Traditionally disaster recovery plans were necessary, however this was replaced with the requirement to have a Business Continuity plan. These plans should include details of disaster recovery and contain information on the key risks exposed to the firm with details of how the firm propose to mitigate the impact of those risks. The risks identified should extend beyond disaster recovery, but also include for example the impact of unexpected absences from the office. Key personnel should be named so that all staff are informed of their responsibilities and are aware of the relevant contacts if the practices’ business continuity had been affected.
Once the firm has a plan in place they should test their plans to check if they are effective.
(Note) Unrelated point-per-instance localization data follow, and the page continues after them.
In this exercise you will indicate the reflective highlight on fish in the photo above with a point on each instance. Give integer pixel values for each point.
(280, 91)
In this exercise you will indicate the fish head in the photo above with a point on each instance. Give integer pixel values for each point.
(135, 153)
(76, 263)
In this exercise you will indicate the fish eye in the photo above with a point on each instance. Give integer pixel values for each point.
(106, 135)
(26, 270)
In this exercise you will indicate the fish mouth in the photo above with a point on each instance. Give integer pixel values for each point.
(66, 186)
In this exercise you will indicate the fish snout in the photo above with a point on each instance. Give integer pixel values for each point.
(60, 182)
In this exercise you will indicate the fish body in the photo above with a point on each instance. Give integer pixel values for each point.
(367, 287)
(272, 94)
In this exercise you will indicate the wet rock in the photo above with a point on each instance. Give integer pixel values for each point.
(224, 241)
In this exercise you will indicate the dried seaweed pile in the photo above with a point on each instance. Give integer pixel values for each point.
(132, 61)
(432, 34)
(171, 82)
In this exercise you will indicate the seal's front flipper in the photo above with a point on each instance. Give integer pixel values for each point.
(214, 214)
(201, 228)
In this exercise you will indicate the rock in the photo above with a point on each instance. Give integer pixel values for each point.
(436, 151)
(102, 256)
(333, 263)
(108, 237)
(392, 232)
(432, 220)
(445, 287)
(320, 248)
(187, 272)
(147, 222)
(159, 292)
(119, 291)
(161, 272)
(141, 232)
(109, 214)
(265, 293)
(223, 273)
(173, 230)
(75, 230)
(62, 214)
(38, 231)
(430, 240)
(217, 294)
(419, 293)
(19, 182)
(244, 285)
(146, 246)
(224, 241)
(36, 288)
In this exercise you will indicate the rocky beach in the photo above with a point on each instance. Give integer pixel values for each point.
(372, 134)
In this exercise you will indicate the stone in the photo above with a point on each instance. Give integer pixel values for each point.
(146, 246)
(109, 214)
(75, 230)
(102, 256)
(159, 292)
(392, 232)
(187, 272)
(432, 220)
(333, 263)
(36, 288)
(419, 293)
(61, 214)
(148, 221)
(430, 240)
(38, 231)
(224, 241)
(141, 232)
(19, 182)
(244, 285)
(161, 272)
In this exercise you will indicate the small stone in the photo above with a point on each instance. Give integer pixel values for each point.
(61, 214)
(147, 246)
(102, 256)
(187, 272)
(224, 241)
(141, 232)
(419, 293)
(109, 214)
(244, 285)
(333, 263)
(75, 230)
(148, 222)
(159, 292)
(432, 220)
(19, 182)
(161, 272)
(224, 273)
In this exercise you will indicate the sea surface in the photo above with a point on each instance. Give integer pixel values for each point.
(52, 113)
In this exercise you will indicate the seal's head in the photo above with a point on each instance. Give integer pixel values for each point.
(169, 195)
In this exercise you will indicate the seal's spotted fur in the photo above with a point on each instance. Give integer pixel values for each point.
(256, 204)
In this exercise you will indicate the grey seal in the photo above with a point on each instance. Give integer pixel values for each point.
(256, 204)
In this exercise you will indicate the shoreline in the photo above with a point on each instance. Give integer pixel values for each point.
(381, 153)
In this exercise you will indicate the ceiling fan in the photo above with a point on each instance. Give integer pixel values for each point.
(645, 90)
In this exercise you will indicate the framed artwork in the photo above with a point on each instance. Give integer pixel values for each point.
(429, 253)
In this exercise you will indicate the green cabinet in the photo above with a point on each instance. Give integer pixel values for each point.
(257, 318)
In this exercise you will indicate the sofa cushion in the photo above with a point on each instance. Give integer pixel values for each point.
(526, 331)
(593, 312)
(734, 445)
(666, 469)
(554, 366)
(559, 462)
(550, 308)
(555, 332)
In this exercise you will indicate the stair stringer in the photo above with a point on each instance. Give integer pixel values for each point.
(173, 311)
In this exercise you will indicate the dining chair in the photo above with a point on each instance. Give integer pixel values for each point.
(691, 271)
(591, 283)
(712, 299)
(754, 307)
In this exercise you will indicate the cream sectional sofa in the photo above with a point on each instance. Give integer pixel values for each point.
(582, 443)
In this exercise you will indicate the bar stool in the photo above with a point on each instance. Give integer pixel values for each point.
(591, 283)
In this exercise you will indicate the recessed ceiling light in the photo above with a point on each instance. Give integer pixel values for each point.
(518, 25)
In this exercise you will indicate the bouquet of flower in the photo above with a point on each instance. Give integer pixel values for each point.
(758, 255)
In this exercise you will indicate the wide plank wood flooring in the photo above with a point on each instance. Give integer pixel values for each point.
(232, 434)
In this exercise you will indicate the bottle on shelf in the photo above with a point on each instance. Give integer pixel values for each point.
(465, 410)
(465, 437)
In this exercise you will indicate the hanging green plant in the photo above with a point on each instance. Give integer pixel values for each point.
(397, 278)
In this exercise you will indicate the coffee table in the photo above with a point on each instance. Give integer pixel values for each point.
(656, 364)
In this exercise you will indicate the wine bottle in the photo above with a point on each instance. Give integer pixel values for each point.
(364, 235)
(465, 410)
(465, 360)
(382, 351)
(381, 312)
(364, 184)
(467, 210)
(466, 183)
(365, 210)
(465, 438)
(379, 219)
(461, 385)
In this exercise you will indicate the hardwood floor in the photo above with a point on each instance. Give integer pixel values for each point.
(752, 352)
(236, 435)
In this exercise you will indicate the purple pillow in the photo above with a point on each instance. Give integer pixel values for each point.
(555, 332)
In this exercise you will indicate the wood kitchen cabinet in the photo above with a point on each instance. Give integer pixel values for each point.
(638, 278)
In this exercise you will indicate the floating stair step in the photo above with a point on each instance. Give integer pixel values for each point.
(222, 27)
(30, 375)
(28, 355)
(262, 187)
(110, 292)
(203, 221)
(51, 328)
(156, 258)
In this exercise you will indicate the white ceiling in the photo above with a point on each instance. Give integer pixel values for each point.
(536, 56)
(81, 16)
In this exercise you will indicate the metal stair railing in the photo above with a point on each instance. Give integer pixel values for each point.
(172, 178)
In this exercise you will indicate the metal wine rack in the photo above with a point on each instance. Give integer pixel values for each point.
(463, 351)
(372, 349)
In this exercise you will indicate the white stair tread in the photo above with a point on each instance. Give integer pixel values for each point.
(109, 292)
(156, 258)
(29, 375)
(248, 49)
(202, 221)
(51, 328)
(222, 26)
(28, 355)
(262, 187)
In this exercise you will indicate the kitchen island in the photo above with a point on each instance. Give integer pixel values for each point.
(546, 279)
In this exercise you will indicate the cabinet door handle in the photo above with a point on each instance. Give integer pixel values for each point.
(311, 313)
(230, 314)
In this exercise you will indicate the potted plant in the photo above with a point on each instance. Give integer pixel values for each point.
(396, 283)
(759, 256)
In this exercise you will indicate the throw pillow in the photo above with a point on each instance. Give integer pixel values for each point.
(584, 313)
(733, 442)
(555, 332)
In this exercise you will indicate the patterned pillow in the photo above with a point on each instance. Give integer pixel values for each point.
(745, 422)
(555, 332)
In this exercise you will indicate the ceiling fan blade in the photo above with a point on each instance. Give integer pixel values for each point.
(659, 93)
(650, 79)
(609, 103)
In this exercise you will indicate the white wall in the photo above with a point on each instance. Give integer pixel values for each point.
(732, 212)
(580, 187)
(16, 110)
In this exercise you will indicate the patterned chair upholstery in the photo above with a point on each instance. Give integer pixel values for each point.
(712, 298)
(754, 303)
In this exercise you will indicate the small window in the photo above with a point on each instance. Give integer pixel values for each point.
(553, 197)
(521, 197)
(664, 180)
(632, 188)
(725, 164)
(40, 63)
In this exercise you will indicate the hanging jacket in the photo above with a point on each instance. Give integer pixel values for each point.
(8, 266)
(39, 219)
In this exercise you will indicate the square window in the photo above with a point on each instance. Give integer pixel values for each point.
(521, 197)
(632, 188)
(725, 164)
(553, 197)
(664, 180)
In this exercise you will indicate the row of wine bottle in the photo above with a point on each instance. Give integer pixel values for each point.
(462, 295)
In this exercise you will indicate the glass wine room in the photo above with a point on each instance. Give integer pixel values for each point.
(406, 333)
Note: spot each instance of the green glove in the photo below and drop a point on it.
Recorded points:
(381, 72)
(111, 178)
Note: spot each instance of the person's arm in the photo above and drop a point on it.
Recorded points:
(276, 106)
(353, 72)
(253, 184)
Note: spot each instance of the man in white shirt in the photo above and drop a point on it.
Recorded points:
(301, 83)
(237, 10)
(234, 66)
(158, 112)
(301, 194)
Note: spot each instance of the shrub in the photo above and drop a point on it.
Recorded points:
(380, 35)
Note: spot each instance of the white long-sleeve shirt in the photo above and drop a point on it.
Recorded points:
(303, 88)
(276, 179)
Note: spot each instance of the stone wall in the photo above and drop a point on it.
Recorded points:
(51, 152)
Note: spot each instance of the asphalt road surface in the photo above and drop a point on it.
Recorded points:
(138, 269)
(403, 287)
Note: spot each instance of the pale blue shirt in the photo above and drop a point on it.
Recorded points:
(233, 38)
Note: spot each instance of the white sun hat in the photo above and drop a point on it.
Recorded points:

This can include testing of back ups or regularly updating the Contact List attached to the plan so that it reflects any changes to personnel details and updates to service providers so that they can be easily contacts should the need arise.
Equality and Diversity
Last year the SRA were on the road conducting thematic reviews across the country. Firms were expected to demonstrate how they were complying with Chapter 2 of the Code of Conduct. Equality and Diversity is of high priority and firms should ensure that they are reviewing their policies to ensure they reflect the Equality Act 2010, provide training to staff on Equality and Diversity, make reasonable adjustments where required and have a system in place to address any breaches of the Equality and Diversity Act and internal policies.
It is an on-going cycle to achieve “Compliance” within a practice, but in order to get the wheels in motion firms will need to plan their journey, starting initially with public facing information and then tackling the firm’s internal documents and procedures, using the Code of Conduct to help identify structure the “Compliance” journey
“Compliance” and the management of the firm’s risk is not something that can happen overnight or in isolation, so all staff, workers and consultants within the practice, both operational and business services need to be part of the culture change for firms to find the light at the end of the tunnel.